PUNCH: a new film by AUT Welby Ings
Example of Welby's preparatory drawings in Auckland boxing clubs created between 2017 and 2020.

The New Zealand Film Commission recently approved production finance for AUT Professor Welby Ings’ feature film PUNCH.

Welby's previous short films Boy, Munted and Sparrow have played in over 80 film festivals and garnered numerous international awards.

Like Welby’s other work, PUNCH is a visually rich, hard hitting film. It examines the plight of a small town, adolescent boxer and his relationship with his alcoholic father and a young takatāpui musician. Away from the rainbow flags and Pride parades, the film looks at what really exists behind New Zealand’s comfortable myth of LGBT inclusion.

PUNCH is produced by Robin Murphy with executive producer Catherine Fitzgerald (the Orator, Rain of the Children). Vendetta will distribute the film in New Zealand and Australia and wider International sales will be handled by The Yellow Affair. The production will provisionally be filmed in New Zealand later this year.

Read below for an interview with Welby Ings about his new feature film PUNCH.

How did Punch come about?

PUNCH took 14 years to develop. In 1997 my partner who came from a well-known boxing family died in a hospice and because of a difficult relationship with his father, he wouldn’t let him come to say goodbye. I began asking what might a love story between a father and his son look like if his son was gay, a brilliant boxer - but walked away from his father’s devotion to the dream of his success? I wanted to make a film about repairing love. The feature film also weaves together a number of sub-plots, some of which are autobiographical, others which are based on the struggles I see young takatāpui (gay) men facing today.
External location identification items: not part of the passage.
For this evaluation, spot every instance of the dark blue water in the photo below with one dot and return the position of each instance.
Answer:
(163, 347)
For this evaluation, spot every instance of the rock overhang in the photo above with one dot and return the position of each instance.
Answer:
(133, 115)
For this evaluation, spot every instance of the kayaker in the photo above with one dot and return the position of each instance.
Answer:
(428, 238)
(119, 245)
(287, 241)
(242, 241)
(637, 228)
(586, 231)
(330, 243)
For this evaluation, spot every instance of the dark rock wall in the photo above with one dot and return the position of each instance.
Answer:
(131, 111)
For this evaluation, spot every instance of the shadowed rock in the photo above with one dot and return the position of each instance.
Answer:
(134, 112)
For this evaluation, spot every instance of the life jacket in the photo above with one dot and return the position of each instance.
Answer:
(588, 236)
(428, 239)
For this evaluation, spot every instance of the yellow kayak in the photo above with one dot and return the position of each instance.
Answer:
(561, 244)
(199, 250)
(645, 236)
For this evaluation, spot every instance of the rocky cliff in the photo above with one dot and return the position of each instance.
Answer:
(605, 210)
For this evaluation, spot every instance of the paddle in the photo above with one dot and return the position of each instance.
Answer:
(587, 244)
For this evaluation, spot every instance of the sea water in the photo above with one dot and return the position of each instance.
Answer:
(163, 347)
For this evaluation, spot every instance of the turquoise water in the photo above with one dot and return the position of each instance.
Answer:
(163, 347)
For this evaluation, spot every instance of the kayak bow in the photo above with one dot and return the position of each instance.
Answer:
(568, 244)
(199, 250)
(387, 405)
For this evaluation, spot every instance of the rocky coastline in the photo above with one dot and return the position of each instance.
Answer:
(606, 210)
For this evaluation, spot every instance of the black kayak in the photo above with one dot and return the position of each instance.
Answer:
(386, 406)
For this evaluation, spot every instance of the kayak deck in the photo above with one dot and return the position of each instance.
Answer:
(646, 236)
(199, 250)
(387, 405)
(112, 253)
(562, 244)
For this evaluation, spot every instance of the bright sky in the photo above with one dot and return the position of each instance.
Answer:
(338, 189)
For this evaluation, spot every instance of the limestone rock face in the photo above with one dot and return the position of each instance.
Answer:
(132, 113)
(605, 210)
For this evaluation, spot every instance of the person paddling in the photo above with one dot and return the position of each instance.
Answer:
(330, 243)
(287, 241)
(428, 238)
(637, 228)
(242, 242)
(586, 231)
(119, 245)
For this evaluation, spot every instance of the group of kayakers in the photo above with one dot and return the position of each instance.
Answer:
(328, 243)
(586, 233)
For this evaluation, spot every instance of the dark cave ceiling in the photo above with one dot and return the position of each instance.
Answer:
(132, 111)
What were you inspired by?

The film, like my other work is not inspired by the work of other directors. I don’t have a television and I rarely watch movies. I am inspired by paintings and by listening to people’s recollections.

I don’t begin by writing a screenplay. For several years I spent time in and around boxing culture, drawing things like the weight of fatigue, the assertion of commitment and the investment in dreams. Drawing as an ideation process underpins all of my films. It helps me to think beyond words. This seems like a logical thing to me because I see cinema as ‘talking pictures’. The drawings are not pictures of what will happen, instead they are pools of thinking and feeling from where ideas surface. All of my films accrue hundreds of drawings as thought. They are quick studies on rough paper in pencil, ink and washes of instant coffee.

What are you most excited about the film’s production?

Film is far more challenging for me intellectually and creatively than academic research. Beyond crafting a narrative that will subtly manipulate an audience and the rigorous research that goes into presenting high levels of authenticity in the work, I also have to solve very abstract problems like ‘What is the sound of hope dying?’, ‘What is a crowd scene when viewed through a the eyes of somebody who is suddenly punch-drunk?’ … or  ‘How does one film a black sand beach, as a metaphor for resistance?’. These are deeply intellectual and creative challenges that I relish.